At six of the evening clock, Derek returned to Mrs Gormenghast's. Mrs Gormenghast opened the door to him.

'No,' she said, when he asked her. 'Kelly has not returned.'

Derek went home again.

At just before eight of the evening clock, Derek returned once more to Mrs Gormenghast's.

'No,' she said once more. 'Kelly has not returned.'

Derek went home again.

He returned to Mrs Gormenghast's at half-hour intervals. And then quarter-of-an-hour intervals and then by eleven of that same evening clock, he -wouldn't go away.

'I know you, don't I?' said the police constable that Mrs Gormenghast called. 'You were in that punch-up at the Arts Centre, weren't you? I'd go home if I were you, sir, or I'll have to run you in. And I don't think you'd like that very much, as all the cells but one are currently being given a makeover by this long-grey-haired designer, who used to be very popular on the tele. And the only one we could put you into is currently occupied by a bearded tattooed poet from Mute Corp Keynes, who turned up at the station claiming that someone had nicked his wristwatch the last time we had him in the cells…'

Derek tried to get a word in. But the constable continued.
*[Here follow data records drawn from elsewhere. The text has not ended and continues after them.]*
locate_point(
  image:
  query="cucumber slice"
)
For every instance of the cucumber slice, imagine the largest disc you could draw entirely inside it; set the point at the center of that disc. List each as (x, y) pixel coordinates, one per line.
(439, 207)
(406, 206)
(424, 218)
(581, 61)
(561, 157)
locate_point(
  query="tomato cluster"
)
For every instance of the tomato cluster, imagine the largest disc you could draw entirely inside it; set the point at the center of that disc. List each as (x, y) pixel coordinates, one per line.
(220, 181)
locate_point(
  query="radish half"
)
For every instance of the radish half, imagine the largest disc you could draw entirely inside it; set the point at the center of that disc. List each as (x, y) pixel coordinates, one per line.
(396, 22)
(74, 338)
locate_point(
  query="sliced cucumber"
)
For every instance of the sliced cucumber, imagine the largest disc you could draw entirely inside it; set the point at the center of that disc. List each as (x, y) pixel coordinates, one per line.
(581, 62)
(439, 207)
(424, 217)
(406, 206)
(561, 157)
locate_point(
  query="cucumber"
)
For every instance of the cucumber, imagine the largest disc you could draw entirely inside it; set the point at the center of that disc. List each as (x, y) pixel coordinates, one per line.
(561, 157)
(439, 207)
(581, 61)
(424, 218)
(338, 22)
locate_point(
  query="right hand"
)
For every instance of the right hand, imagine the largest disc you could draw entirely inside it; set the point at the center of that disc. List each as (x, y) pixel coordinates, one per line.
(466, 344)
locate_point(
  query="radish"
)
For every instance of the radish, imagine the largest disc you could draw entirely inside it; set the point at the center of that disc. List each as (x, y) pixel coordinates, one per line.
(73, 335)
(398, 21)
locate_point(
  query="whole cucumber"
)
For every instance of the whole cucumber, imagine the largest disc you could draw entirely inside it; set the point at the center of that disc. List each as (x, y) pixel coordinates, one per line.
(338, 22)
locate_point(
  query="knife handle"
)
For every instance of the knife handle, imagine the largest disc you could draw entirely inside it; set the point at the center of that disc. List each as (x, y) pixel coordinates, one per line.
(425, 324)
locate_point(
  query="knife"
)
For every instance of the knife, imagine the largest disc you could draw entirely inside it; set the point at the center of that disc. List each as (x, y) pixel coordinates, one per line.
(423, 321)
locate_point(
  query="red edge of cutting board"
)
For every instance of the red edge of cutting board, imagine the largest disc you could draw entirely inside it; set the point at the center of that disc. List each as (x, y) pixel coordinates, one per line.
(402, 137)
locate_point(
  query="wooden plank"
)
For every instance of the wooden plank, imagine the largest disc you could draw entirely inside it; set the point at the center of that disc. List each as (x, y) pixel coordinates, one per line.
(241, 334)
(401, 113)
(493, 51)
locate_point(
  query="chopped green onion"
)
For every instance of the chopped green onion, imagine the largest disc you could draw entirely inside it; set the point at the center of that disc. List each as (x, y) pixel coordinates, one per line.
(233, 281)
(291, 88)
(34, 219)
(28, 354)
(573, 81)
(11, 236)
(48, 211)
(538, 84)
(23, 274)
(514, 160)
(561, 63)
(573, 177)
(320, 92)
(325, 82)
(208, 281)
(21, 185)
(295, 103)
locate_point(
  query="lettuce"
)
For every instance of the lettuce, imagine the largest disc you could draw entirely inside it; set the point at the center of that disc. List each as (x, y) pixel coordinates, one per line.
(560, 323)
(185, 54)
'And he got really stroppy and we had to bang him up again and he keeps shouting out that he's the daddy now. And he says he wants his bitch.'

'My girlfriend has gone missing,' Derek bawled to the constable. 'Do something. Do something.'

'Move along quietly now, sir,' said the constable. 'Or I'll have to run you in.'

Derek made fists but kept them to himself, and then he went home to bed. Not that he slept very well, he didn't. Strange dreams came to him. He saw Kelly standing in the Butt's Estate and she was talking to this old gentleman and the old gentleman was telling her something, something terrible, that scared her and there was violence and Derek saw Kelly running and running and then being swallowed up by something awful that he couldn't see but could only feel. And it didn't feel good, it felt horrible.

Derek awoke in a bit more of a lather.

And he went without a shower for the second day running and as he hadn't washed, he was rather smelly too.
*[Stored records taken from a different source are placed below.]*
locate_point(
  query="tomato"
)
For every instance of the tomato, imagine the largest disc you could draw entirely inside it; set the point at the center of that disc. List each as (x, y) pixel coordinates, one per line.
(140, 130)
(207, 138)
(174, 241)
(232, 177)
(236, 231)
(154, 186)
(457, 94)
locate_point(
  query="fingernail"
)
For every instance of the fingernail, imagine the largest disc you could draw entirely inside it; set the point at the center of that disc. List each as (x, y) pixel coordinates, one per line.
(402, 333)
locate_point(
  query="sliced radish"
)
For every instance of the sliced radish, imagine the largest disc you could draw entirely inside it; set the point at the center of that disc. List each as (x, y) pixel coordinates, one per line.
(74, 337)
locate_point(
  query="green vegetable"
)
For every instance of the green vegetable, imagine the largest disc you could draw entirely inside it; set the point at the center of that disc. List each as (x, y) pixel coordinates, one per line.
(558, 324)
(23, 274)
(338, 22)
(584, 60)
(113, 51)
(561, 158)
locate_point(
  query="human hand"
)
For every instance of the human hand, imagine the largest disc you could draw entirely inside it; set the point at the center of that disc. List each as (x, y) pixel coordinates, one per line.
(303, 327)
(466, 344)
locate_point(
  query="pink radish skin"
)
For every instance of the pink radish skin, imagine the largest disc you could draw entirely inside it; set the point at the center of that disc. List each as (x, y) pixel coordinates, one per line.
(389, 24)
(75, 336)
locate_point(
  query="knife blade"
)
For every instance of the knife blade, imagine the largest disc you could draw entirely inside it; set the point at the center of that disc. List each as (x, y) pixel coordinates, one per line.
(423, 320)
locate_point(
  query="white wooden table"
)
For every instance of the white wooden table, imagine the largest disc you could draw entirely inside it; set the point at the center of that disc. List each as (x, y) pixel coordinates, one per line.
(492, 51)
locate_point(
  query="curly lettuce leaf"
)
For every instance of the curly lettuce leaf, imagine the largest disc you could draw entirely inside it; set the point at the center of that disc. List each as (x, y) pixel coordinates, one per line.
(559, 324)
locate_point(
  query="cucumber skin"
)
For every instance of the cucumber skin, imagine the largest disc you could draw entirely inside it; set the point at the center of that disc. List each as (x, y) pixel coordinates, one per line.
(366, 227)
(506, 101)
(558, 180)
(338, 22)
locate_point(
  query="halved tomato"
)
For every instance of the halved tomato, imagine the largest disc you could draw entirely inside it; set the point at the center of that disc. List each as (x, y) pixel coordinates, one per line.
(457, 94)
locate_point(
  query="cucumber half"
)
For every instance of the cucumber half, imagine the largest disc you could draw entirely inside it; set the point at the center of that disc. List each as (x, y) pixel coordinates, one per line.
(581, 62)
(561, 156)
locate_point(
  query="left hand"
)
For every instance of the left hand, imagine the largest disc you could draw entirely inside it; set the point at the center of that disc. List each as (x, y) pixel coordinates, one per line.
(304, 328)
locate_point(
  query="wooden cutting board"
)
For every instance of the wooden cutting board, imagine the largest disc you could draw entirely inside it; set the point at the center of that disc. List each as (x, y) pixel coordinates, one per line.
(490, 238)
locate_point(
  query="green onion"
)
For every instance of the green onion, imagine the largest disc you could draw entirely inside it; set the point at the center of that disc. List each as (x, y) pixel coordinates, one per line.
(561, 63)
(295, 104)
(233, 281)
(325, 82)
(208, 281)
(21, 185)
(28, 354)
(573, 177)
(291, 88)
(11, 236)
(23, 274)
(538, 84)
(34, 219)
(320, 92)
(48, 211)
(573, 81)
Derek didn't breakfast either, he just ran out of the house.

'Police, police,' called Mrs Gormenghast down her telephone. 'That madman is back at my front door.'

'Madman?' asked Mad John, looking up from his puce breakfast bowl.
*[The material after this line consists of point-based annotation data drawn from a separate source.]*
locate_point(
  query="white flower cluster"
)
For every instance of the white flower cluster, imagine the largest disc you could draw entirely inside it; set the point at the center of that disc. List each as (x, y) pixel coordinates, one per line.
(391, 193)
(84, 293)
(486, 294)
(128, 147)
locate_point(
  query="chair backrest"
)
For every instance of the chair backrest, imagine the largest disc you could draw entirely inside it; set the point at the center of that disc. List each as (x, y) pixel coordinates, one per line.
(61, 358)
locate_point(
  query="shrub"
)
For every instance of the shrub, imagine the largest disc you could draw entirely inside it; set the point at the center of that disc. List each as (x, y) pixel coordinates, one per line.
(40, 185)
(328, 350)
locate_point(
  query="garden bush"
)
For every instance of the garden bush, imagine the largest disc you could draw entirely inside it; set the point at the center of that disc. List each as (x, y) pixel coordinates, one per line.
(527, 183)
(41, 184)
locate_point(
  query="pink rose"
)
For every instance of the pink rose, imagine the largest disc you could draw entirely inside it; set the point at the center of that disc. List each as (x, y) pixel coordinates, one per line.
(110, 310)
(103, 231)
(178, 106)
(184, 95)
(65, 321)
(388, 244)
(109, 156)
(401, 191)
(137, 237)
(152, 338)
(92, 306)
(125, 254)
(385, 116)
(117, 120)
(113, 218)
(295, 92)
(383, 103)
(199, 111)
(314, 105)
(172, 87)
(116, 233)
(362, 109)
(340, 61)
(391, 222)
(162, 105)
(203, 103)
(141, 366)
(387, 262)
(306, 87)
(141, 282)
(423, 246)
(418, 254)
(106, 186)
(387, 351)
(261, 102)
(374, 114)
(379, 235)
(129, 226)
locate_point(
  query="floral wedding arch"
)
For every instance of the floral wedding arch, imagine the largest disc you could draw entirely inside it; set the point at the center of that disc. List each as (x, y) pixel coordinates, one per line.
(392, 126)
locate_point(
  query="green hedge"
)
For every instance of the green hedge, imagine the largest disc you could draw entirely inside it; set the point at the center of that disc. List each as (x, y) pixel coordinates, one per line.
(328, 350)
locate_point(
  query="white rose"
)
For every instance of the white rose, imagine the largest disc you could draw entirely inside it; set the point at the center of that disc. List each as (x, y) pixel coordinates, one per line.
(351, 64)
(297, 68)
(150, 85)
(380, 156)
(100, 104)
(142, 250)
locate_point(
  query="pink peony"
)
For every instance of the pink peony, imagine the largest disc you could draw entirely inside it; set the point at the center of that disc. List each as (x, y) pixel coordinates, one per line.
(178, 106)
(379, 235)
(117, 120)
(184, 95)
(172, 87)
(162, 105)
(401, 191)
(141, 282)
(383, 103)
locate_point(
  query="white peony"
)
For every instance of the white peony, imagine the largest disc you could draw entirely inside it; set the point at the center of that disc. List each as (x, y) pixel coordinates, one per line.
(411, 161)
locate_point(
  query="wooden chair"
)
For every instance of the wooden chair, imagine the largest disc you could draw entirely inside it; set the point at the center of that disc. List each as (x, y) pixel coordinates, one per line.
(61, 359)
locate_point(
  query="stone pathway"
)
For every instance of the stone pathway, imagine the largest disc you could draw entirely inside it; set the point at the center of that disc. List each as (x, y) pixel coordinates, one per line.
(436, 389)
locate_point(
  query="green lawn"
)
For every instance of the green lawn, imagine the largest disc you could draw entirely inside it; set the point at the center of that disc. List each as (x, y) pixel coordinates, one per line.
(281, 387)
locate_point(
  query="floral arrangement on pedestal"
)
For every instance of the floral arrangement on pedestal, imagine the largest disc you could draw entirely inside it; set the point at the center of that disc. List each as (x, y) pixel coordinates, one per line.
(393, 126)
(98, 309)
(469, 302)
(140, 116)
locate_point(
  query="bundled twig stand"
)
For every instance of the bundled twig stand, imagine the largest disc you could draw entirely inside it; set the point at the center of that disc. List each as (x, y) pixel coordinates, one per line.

Saturday was Hell for Derek. He went around to the police station to report Kelly missing, but was told to get onto the end of the queue. People were now going missing all over the borough. They were here one minute and gone the next. Several Brentford Poets and poetesses had vanished and some muleskinners and a wandering bishop and a bunch of pimply-faced youths (although no-one seemed too bothered about them). And some nurses and interns from the cottage hospital had vanished too. It was The Rapture, the desk constable told Derek. But not to worry, because it was all going to be heaven on earth in Brentford for all the un-raptured, thanks to Mute Corp. The company that cares. And while Derek was here in the police station, would he care to purchase some extra Suburbia World Plc shares? As the Brentford constabulary had just been issued a licence by Mute Corp to sell them.